Amina al-Khoulani tentava há seis anos descobrir o paradeiro dos seus irmãos, Majd e Abdelsattar, que foram colocados numa prisão militar próxima de Damasco logo no início do conflito. Na semana passada, Amina foi informada que ambos morreram em 2013.

“Nós ouvimos muitos relatos de que eles tinham sido executados. Sabemos que o regime é criminoso e é capaz de fazer isso mas nunca perdemos a esperança de que seja mentira”, disse à Reuters Amina, que é agora uma refugiada no Reino Unido.

Têm surgido nas últimas semanas vários relatos do género. Centenas de famílias sírias têm procurado conhecer o paradeiro dos seus parentes desaparecidos junto das instituições governamentais. Agora, ao contrário do que aconteceu até aqui, o regime de Assad tem confirmado que muitos deles morreram.

O Governo de Damasco não comentou ainda publicamente esta situação, e segundo as informações que têm sido recolhidas pelos media internacionais, a única coisa que tem sido transmitida à família é a data da respectiva morte. Ou seja, não se sabe quantas pessoas foram informadas nem como ocorreram as mortes.

Um novo tipo de dor

A Rede Síria para os Direitos Humanos (SNHR, na sigla em inglês), que tem documentado a guerra na Síria a partir do estrangeiro, registou pelo menos 532 casos de pessoas desaparecidas que foram entretanto listadas como mortas pelo regime nos últimos meses. Nenhuma das famílias tinha sido anteriormente informada. A Amnistia Internacional diz que Damasco confirmou até agora a morte de 161 pessoas.
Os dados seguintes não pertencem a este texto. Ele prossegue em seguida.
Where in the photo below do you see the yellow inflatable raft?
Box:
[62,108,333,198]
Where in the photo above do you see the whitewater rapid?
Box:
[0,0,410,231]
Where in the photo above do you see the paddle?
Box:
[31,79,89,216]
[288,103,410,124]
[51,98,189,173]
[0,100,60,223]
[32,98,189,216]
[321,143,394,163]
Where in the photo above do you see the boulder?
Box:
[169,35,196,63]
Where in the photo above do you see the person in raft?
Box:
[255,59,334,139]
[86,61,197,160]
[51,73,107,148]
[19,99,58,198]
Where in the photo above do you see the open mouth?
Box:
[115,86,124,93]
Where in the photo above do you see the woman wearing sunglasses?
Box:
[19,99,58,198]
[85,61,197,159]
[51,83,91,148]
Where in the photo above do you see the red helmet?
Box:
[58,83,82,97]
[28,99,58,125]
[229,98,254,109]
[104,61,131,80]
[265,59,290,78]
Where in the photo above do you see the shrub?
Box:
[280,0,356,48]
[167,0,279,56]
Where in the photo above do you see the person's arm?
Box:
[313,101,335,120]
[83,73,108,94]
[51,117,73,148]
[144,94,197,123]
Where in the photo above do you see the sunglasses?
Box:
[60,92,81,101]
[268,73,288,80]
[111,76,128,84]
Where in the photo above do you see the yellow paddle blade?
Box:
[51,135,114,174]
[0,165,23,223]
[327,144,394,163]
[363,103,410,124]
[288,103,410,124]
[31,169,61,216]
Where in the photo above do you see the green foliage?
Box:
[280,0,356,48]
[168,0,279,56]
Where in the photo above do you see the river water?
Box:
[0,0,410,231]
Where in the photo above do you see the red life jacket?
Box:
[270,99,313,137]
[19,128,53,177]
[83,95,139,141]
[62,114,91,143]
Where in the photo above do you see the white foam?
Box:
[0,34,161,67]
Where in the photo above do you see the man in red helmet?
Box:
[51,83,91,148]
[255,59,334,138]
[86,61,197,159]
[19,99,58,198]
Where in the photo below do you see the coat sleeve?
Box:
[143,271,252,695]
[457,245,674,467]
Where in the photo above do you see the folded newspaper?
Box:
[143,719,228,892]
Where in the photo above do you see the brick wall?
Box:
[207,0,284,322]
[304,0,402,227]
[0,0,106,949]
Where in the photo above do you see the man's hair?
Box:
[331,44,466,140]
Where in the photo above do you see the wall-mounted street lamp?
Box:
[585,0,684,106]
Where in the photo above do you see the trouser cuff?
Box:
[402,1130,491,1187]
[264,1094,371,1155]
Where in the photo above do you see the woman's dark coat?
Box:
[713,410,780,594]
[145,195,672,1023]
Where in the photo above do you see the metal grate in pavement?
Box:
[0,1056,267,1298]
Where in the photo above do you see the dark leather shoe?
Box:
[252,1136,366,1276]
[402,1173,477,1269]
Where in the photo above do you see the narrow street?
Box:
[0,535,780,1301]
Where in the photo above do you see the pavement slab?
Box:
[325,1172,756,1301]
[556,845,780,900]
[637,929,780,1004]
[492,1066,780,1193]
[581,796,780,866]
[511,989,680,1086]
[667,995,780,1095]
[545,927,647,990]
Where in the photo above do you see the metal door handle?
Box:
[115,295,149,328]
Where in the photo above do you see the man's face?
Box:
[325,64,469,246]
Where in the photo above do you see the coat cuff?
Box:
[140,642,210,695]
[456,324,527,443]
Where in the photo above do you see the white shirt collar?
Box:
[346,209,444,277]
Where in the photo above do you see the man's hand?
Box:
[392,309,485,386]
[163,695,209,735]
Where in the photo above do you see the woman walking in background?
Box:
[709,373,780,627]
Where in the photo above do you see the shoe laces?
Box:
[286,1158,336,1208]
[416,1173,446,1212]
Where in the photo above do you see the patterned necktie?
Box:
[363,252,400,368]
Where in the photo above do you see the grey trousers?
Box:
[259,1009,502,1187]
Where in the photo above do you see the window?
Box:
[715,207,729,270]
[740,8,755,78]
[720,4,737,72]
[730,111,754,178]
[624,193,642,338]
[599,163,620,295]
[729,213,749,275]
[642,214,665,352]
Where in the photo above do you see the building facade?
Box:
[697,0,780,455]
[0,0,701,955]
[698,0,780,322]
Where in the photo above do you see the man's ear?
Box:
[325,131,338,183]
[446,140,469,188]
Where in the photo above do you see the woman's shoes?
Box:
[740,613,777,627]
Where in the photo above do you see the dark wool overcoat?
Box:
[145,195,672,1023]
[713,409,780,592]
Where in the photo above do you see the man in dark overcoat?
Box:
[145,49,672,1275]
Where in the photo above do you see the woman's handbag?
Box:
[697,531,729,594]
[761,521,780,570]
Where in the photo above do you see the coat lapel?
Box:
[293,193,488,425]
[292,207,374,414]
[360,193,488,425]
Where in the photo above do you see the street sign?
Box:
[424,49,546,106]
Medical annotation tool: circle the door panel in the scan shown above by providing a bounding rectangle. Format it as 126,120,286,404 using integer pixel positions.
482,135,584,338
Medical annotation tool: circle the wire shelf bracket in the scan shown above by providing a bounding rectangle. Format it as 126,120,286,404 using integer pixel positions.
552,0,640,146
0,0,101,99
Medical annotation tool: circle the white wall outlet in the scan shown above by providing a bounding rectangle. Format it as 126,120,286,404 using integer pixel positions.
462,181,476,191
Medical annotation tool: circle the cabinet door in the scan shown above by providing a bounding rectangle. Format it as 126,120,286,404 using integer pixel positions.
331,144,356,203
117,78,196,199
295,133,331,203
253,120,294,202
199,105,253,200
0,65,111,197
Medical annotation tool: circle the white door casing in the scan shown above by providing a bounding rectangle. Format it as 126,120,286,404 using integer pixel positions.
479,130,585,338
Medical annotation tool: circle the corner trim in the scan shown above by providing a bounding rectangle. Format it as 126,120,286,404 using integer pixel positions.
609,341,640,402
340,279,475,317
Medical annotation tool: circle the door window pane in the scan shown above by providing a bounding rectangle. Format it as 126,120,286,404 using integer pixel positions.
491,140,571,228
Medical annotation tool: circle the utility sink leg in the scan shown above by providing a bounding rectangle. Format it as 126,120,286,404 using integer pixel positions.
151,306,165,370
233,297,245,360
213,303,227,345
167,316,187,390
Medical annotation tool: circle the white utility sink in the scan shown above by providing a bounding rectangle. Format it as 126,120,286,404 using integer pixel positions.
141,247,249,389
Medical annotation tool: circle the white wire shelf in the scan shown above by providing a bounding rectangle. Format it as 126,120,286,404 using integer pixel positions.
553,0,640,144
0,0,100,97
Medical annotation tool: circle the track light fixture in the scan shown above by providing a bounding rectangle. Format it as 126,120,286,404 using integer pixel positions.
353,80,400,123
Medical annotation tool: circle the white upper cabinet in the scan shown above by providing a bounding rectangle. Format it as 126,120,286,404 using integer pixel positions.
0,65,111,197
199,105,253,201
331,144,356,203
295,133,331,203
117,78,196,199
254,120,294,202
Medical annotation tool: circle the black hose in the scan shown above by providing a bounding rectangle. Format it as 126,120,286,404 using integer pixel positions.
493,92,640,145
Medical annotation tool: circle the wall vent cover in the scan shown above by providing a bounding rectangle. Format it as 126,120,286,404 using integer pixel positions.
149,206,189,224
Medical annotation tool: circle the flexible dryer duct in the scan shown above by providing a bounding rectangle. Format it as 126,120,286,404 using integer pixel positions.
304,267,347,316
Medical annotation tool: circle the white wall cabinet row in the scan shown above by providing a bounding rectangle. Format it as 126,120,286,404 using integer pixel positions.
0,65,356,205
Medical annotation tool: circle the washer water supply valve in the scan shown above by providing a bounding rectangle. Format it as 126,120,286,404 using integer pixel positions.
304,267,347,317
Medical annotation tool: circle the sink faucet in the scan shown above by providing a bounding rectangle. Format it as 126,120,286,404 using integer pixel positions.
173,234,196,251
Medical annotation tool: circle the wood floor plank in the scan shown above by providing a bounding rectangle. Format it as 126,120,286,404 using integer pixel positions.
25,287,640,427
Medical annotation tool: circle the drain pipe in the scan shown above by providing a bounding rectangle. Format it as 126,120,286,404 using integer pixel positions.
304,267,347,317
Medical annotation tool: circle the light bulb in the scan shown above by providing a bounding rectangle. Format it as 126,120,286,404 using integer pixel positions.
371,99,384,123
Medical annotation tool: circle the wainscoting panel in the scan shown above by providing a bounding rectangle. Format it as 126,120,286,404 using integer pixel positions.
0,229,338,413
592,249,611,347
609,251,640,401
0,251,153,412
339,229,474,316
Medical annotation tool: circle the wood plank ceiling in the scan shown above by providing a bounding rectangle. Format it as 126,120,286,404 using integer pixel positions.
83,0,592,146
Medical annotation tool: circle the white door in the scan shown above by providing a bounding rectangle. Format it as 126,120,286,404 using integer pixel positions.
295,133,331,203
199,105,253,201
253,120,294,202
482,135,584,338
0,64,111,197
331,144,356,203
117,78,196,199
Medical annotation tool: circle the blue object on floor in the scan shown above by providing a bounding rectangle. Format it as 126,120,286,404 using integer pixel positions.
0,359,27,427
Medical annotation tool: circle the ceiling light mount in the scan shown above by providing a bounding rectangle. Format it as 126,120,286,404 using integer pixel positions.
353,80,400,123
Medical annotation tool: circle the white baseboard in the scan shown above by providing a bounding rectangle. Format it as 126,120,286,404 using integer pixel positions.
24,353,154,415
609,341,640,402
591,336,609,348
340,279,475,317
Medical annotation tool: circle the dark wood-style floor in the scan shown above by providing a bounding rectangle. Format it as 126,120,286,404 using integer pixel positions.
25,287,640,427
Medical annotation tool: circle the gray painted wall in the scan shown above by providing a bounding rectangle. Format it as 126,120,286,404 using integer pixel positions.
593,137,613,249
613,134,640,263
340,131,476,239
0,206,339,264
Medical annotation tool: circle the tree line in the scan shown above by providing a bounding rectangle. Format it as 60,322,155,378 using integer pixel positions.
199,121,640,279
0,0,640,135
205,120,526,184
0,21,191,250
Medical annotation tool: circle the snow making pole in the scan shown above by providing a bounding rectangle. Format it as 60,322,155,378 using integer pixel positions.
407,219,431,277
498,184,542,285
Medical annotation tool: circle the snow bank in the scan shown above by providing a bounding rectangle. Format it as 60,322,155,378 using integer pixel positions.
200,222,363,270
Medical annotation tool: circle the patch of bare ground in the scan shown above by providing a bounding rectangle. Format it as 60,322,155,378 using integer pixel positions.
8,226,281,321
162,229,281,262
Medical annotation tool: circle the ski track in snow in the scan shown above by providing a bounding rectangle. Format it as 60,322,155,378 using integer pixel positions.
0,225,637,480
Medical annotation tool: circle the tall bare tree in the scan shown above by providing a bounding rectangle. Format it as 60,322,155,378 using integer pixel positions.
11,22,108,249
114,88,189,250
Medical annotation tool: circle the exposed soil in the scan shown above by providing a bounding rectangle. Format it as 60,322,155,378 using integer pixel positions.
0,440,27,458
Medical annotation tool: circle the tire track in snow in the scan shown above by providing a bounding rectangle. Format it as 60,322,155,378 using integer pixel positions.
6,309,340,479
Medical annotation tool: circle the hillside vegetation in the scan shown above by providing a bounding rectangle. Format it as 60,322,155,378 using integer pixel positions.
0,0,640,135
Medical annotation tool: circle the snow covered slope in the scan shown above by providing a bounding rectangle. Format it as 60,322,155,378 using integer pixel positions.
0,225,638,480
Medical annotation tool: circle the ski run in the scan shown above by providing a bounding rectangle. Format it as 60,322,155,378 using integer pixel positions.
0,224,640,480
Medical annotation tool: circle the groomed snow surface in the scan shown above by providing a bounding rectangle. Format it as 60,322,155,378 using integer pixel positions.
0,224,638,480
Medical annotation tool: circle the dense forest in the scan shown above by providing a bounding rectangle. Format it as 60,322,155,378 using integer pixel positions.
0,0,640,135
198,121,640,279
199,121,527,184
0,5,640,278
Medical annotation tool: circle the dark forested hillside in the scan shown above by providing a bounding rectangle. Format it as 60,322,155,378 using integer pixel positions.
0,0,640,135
“Muitas famílias sírias estão a enfrentar um novo tipo de dor. Durante anos sofreram a insuportável agonia de não saber o que tinha acontecido aos seus parentes desaparecidos. Agora receberam a confirmação devastadora de que os seus entes queridos estão mortos”, diz Diana Semaan, investigadora da Amnistia Internacional para a Síria.

“O Governo sírio tem de devolver imediatamente os restos mortais destas vítimas às suas famílias para permitir enterros e funerais adequados, e informar os seus parentes sobre as circunstâncias dos seus desaparecimentos forçados e das suas mortes”, diz.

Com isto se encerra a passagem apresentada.